If the Republicans or the Democrats want to proactively head off a disaster, they'd be wise to forget the international/global schemes of power-brokers and pay attention to the American people -- the same could be said for France, Germany, etc., in relation to their people. The American people are on the verge of a new vision of freedom -- in its inchoate form it's scattered, undefined, directionless, but it's forming. For many, the spiritual deadends of Church and State have created a search for something more authentic and interactive, something which requires action and thought on the part of the individual. As I was growing up in the 60s and 70s, it was common for young, white male adults to feel guilty about their success, as they looked around and saw the struggles of minorities and women fighting against what looked like a rigged system. In the 80s and 90s, many of these young adults were in positions of political power to make changes which advanced equality. The problem is that political power grew into something ugly, and all the successful people who still wanted to help the less fortunate grew tired of having morality imposed on them, with the attendant ill-informed regulations imposed by cynical politicians playing an entirely different game of power-mongering. Not all the guilty white men were anti-capitalist radicals ready to overthrow the evil capitalist system, but, nonetheless, they've been willing to help and take a lot of government incompetence and cynical manipulation in the name of fairness.

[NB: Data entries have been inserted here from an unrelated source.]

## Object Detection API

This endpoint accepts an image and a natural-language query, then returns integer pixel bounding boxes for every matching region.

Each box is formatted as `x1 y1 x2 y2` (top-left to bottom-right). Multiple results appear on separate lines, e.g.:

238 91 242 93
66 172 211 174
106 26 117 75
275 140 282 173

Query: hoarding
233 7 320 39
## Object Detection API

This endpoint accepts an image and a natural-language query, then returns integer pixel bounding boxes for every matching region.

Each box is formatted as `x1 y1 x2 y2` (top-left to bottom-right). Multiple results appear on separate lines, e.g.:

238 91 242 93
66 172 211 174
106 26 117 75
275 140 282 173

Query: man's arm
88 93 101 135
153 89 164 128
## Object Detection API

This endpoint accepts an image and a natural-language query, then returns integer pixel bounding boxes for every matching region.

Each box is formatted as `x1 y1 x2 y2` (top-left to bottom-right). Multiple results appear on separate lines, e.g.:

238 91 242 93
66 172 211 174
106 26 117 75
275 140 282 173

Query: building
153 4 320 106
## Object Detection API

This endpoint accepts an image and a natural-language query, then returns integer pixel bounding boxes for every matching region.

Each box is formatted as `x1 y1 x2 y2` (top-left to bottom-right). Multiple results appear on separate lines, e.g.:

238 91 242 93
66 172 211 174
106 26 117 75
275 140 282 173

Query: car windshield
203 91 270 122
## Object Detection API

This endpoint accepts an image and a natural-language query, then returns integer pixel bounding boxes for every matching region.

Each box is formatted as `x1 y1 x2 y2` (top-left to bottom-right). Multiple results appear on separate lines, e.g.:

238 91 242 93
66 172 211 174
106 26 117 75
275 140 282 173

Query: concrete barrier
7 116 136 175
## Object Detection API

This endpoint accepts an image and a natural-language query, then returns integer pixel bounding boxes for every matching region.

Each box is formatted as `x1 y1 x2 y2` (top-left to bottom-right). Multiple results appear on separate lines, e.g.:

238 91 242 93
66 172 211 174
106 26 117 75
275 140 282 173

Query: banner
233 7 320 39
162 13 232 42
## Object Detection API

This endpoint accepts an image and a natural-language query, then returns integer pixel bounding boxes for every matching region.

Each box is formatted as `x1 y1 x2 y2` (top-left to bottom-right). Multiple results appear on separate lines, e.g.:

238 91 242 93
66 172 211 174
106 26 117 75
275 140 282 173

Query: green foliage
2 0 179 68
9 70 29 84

Regardless whether State power was necessary at some point to help the poor, unfortunate and socially oppressed, the year now is 2010 and it's a different world. Statism has not accomplished as much as promised, no where near it, and it's caused a great deal of damage to the economy and basic freedoms. Today we need a new vision of freedom. Freedom to succeed financially was empty a long as people were left behind, and it's just as empty now as poor people are herded into ghettoes, tied to government checks and burnt-out caseworkers.

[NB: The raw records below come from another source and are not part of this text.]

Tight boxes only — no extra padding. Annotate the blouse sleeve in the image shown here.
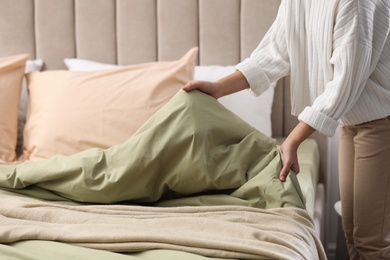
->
[236,0,290,95]
[298,0,389,136]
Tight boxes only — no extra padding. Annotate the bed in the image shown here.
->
[0,0,326,260]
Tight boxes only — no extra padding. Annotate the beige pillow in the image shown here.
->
[23,48,198,161]
[0,54,28,163]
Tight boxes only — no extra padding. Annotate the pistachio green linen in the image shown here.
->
[0,91,304,209]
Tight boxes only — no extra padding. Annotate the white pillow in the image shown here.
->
[194,66,274,137]
[16,59,43,151]
[64,58,274,136]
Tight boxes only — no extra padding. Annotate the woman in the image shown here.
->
[183,0,390,260]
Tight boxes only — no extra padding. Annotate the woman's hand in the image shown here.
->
[183,70,249,99]
[279,122,316,181]
[183,80,221,99]
[279,140,299,181]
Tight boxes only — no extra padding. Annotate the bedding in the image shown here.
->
[0,0,329,260]
[64,58,274,137]
[16,59,43,152]
[0,91,326,259]
[21,48,198,161]
[0,54,28,163]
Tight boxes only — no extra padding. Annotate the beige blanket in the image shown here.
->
[0,199,326,260]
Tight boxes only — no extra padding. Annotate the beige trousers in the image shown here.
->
[339,116,390,260]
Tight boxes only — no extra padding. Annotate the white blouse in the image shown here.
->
[237,0,390,136]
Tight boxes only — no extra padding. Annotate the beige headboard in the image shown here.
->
[0,0,296,137]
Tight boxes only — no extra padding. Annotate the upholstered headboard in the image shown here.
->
[0,0,296,137]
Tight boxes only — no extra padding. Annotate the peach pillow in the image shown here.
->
[23,47,198,161]
[0,54,28,163]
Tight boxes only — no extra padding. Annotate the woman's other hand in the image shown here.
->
[279,122,316,181]
[183,70,249,99]
[183,80,221,99]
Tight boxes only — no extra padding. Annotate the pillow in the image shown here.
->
[0,54,28,163]
[194,66,274,137]
[64,58,122,71]
[23,48,198,161]
[64,58,274,137]
[16,59,43,152]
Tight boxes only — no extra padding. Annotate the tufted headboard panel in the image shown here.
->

It's beginning to dawn on many people that capitalism and free markets are not the problem -- they know that a vibrant free economy is necessary to achieve practically all our societal goals, and that statism has failed and has only addressed the symptoms in society while leaving fundamental problems untouched -- plus, the anti-capitalist direction is moving us closer to collpase.

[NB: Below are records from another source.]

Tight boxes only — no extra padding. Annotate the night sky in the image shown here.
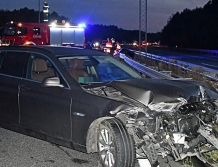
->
[0,0,209,33]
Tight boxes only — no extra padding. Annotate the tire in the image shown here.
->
[97,118,136,167]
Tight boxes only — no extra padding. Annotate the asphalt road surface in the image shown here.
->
[0,128,98,167]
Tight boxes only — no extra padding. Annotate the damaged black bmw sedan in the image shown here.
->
[0,46,218,167]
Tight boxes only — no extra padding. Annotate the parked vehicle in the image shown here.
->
[2,22,85,47]
[0,46,218,167]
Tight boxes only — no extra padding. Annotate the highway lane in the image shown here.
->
[0,128,98,167]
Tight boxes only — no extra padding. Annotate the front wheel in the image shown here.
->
[98,118,136,167]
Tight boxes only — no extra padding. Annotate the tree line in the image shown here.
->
[0,7,160,43]
[160,0,218,49]
[0,0,218,49]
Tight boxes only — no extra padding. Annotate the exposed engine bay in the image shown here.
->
[118,101,218,164]
[86,80,218,166]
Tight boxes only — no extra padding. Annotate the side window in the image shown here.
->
[33,27,40,35]
[0,51,28,77]
[17,27,27,35]
[27,53,66,86]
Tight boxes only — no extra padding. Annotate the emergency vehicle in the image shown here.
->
[2,22,85,47]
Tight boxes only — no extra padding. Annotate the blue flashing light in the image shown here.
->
[78,23,86,28]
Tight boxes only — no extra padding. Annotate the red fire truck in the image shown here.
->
[2,22,85,47]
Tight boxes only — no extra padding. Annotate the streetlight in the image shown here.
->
[39,0,40,23]
[139,0,147,54]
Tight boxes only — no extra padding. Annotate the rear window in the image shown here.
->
[0,52,28,77]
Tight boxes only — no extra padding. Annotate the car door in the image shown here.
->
[0,51,28,124]
[19,53,71,140]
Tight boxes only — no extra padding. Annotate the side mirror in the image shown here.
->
[42,77,64,88]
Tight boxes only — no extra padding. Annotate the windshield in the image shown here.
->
[59,55,141,84]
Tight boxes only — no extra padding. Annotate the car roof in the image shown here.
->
[0,45,107,57]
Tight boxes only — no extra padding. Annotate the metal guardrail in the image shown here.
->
[128,51,218,82]
[123,53,174,79]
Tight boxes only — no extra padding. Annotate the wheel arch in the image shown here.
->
[86,117,114,153]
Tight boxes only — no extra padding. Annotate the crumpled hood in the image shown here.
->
[109,79,218,105]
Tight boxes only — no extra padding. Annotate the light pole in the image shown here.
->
[39,0,40,23]
[139,0,147,54]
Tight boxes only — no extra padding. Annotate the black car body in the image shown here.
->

Our future is not a New World Order under the guidance of Global Masters, it's free people in free states competing and cooperating, sharing culture and ideas in order to create the better world. The majority of people are ready for this responsibility and have the capacity to achieve something much greater than what we have. America should take the lead -- one of the parties will have to wake up and recognize the underlying power pushing to rise and step forward. The internet has connected us all and broken the isolation of local control -- it will break regional control, national control and prevent global control.
The government of the future should be a government which provides the protective framework for private sector action. Right now we have 15 million people unemployed -- this is a disgrace. The new vision of freedom entails a free market, private sector safety nets, job training, creative education, smart production which cuts down on pollution, free trade, care for the disabled, non-intervention, an end to corporate welfare, innovative retirement/savings plans, and more, all based on a strictly limited government and a private sector challenged to create an ever-improving society of equal opportunity. Those who don't believe the American people can accomplish this are either out-of-touch or prefer statism for selfish reasons.
What does this have to do with the internet, blogging, the GOP, the Democrat Party and spirituality? I'll try to lay it out in the next few days as I envision it.